Lula favorito é desafio para a limitada máquina eleitoral petista
PT tenta superar limitações da sua máquina eleitoral, consequência direta do encolhimento do partido nas disputas municipais dos últimos seis anos
A pesquisa Datafolha de ontem deu motivos para o Partido dos Trabalhadores resgatar o sonho da vitória de Lula no primeiro turno.
É matemática simples e legítimo: excluídas as intenções de voto nulo, em branco e aqueles que se declaram indecisos, o resultado é Lula com 54% dos votos válidos — três pontos além do necessário para liquidar a disputa presidencial no domingo 2 de outro.
Não é impossível, mas é difícil pelo histórico eleitoral do candidato e do seu partido, pelas condições adversas na batalha dos próximos quatro meses ou até pela eloquência realística do clichê — pesquisa é fotografia, eleição é filme de emoção.
A experiência leva alguns dirigentes petistas a trabalhar com cenários que julgam mais realistas, com olhos nas fragilidades.
Uma delas é a redução da estrutura de campanha em relação à existente no ciclo áureo de Lula-Dilma, entre 2002 e 2014.
As limitações da máquina do PT hoje, para o corpo-a-corpo na caça aos votos na base do eleitorado, são consequência direta do encolhimento do partido nas disputas dos últimos seis anos.
Entre 2016 e 2020, por exemplo, o número de prefeituras petistas caiu 29,5% (de 254 para 179).
Eleições municipais, constatam pesquisadores como Antônio Lavareda e Helcimara Telles, costumam sinalizar tendências para as disputas nacionais dois anos depois.
Esse é o foco das preocupações de parte da cúpula do PT. O desafio previsível é driblar as sequelas dessa regressão na máquina eleitoral nos municípios.
Requer planejamento e organização, paradoxalmente escassos na campanha de Lula, nessa etapa, assim como recursos financeiros, materiais de campanha e, sobretudo, líderes municipais para realizar a tradicional intermediação com diferentes segmentos de eleitores.
Até 2014 havia fartura.
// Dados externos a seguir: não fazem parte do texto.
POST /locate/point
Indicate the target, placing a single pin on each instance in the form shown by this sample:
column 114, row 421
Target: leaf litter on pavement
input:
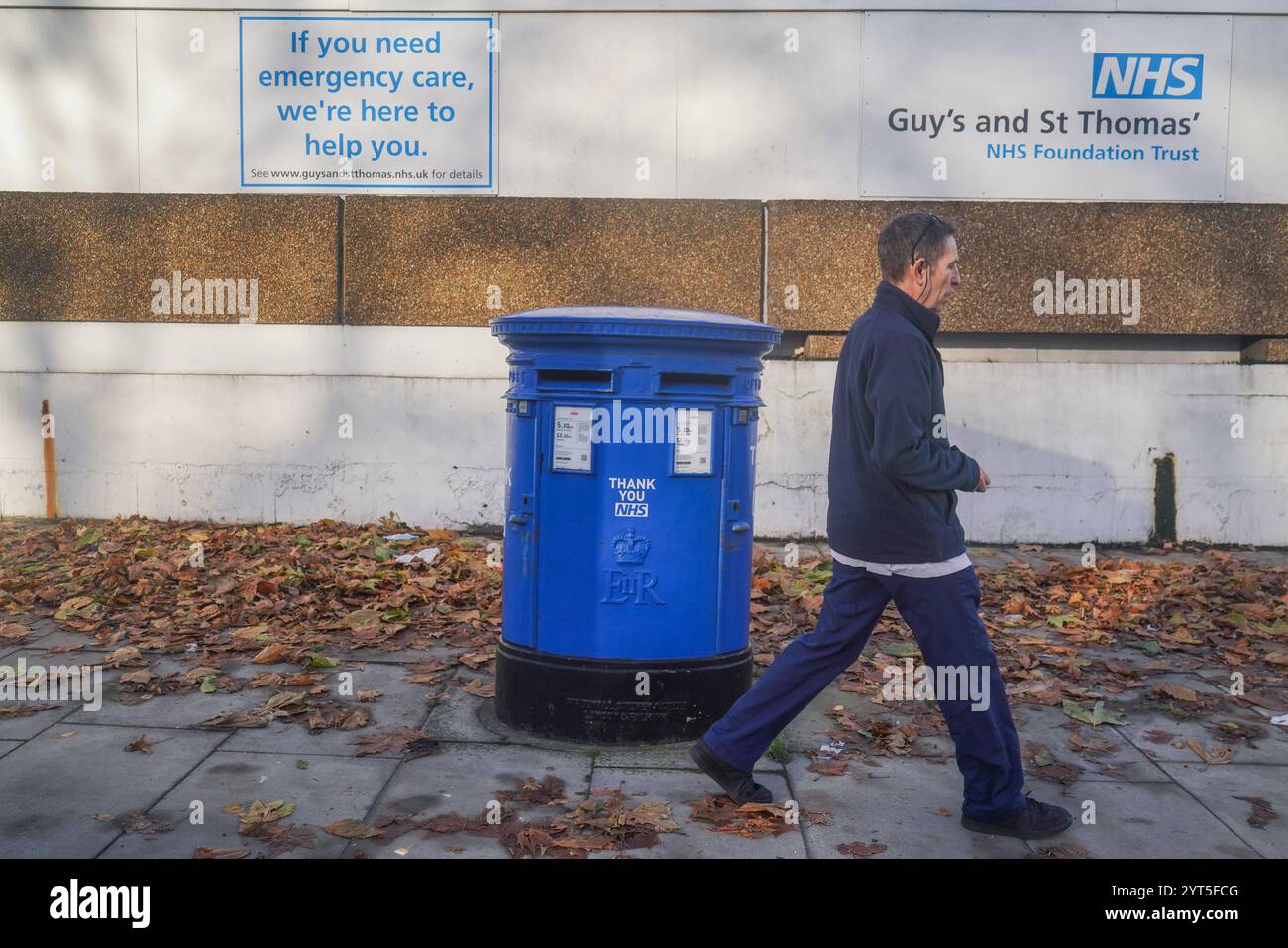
column 1094, row 642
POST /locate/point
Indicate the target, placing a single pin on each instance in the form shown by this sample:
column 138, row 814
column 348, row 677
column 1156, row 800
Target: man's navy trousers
column 943, row 613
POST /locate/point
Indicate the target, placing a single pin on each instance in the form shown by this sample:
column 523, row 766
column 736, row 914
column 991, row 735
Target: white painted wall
column 239, row 423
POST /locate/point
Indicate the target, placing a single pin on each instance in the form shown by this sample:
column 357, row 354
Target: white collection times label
column 572, row 438
column 692, row 442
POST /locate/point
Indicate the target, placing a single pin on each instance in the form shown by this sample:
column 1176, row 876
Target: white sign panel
column 369, row 102
column 1044, row 106
column 572, row 445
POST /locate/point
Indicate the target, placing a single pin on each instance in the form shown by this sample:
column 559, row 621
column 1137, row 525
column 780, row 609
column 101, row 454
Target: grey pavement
column 72, row 790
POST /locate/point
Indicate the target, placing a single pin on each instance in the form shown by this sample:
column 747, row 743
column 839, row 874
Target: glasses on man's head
column 934, row 219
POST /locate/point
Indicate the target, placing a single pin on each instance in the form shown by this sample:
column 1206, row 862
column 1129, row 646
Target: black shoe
column 737, row 784
column 1035, row 822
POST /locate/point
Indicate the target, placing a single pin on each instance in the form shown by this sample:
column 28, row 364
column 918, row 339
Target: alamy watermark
column 940, row 683
column 1074, row 296
column 72, row 683
column 178, row 295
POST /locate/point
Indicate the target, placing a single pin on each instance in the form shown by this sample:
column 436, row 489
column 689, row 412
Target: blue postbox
column 630, row 469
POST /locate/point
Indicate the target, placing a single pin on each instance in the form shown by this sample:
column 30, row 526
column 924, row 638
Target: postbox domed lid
column 634, row 321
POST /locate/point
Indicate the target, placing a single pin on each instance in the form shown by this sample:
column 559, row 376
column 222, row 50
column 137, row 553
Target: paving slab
column 1270, row 745
column 901, row 804
column 681, row 790
column 325, row 791
column 1051, row 727
column 402, row 703
column 1145, row 819
column 184, row 710
column 458, row 717
column 21, row 728
column 1218, row 786
column 465, row 781
column 80, row 776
Se passaram oito anos. “Se o partido reverter [a lógica da sinalização das eleições municipais], crescendo ao invés de diminuir, em 2022, será algo inédito” — registraram analistas da Vector Research em relatório enviado ontem a investidores, com base em consultas na cúpula petista.
A empatia de Lula, somada às engrenagens dos aliados, poderia ser suficiente, levando-se em conta o cenário favorável de hoje desenhado em pesquisas como a do Datafolha.
Há pela frente, no entanto, uma eternidade de quatro meses numa disputa onde a polaridade Lula-Bolsonaro é tendência, com todas ressalvas adequadas.
Se mantida, do outro lado há um adversário cuja base de aliados (PP, PL e Republicanos) é relativamente mais densa do que a do PT no domínio de estruturas partidárias regionais e municipais.
Ela sustenta o governo no Congresso e nos últimos dois anos recebeu oito de cada dez reais dos recursos federais liberados no chamado orçamento paralelo.
Pelas contas da Comissão de Orçamento do Senado foram cerca R$ 30 bilhões, dos quais um terço usados para engajar prefeitos, vereadores e deputados estaduais na campanha de reeleição de Bolsonaro. E o governo nem começou a usar o arsenal financeiro construído para a campanha. Existe aí uma nítida desvantagem para o PT de Lula, há seis anos longe do poder.
Em contrapartida, observa-se uma prolongada estagnação do presidente-candidato nas pesquisas com elevada rejeição (53% no levantamento do Datafolha).
Aparentemente, Bolsonaro não se recuperou junto aos eleitores do desgoverno na pandemia. E ainda não conseguiu apresentar-lhes uma alternativa à inflação crescente e disseminada, que corrói a capacidade de sustentar o padrão de vida das famílias.
Eles culpam o governo, Bolsonaro finge que não é com ele, passa o tempo tentando mudar de assunto. Por isso, patina nas pesquisas.